OASIS Mailing List ArchivesView the OASIS mailing list archive below
or browse/search using MarkMail.


Help: OASIS Mailing Lists Help | MarkMail Help

[Date Prev][Date Next][Thread Prev][Thread Next][Date Index][Thread Index]

RE: The relentless march of abstraction

2/26/01 8:56:01 PM, Don Park <donpark@docuverse.com> wrote:

>I think infoset spec confuses people because there is no
>obvious use for it, like the way a history major would feel
>in a linear algebra class.  IMHO, 99% of XML users will find
>no use for it.  I found "Appendix D: What is not in the
>Information Set" useful as a list of what not to depend on
>when designing systems, but rest is just elevator music to me.

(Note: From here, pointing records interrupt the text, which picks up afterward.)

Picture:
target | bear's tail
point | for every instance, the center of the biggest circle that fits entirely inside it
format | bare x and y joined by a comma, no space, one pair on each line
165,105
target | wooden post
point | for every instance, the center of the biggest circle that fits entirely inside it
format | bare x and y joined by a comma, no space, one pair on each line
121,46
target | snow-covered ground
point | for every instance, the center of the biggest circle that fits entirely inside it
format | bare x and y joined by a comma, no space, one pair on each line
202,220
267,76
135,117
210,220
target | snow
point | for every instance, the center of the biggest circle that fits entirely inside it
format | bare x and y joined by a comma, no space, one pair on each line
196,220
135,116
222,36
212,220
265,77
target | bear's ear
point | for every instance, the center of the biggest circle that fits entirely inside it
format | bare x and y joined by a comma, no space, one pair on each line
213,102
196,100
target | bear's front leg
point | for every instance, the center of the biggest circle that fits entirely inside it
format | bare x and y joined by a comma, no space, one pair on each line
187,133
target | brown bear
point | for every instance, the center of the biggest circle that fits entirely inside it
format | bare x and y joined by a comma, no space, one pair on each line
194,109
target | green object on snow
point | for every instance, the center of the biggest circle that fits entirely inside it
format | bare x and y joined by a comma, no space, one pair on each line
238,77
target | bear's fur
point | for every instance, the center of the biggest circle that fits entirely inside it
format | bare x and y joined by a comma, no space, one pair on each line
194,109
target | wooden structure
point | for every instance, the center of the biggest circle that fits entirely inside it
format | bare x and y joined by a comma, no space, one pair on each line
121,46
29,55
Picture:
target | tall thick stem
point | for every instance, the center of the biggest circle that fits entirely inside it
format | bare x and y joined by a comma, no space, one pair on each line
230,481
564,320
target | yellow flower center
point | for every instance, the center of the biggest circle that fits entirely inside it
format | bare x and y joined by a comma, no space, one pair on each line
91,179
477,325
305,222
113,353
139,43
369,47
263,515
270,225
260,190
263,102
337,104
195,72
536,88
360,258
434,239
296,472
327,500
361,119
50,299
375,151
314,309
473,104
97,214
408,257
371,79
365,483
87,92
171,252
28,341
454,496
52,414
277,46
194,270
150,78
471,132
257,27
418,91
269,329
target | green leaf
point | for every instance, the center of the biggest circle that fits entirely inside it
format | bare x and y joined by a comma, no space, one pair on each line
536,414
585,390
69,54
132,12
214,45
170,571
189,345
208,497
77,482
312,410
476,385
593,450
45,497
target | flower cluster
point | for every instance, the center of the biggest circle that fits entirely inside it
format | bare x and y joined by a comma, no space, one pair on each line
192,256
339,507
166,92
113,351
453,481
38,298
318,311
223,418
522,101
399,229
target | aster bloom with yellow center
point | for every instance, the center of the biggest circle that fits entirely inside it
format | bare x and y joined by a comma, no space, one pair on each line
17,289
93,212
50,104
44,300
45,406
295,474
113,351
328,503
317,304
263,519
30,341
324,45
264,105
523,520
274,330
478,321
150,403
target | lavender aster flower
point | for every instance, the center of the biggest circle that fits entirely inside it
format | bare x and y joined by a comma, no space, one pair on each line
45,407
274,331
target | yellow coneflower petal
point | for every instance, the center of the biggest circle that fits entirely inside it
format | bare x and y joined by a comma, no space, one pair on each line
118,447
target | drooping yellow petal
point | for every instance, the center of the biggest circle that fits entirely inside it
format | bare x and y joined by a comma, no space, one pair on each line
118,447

I think it confuses people because it's a description of an abstract model, 
not a concrete programming API.  The way I see it (yeah, I was a math major), 
the infoset model specifies which aspects of an XML document are invariant 
under certain (editing) transformations of that document.  For example, '$', 
'&#36', and '&#x24' make exactly the same contribution to the infoset, and 
therefore any application that relies on the infoset should not change its 
behavior if the particular method of writing a dollar sign in the source 
document changes (I picked the dollar sign because in WML, a literal dollar 
sign has different semantics from a dollar sign written as a numeric character 
reference.  This sort of dependency severely constrains parser APIs).

Note that there are always going to be some applications that do require 
purely lexical information about documents.  If you have a book in which each 
chapter is physically represented as an external parsed entity and you want to 
run it through a filter that looks up and inserts details for bibliographic 
references, you really do want its output to have the same physical entity 
structure as its input, rather than condensing the entire book into a single 
parsed entity.  But many applications don't require those lexical details, and 
an abstract model like the infoset tells implementers what details they can 
handle themselves and what details they can delegate to the parser.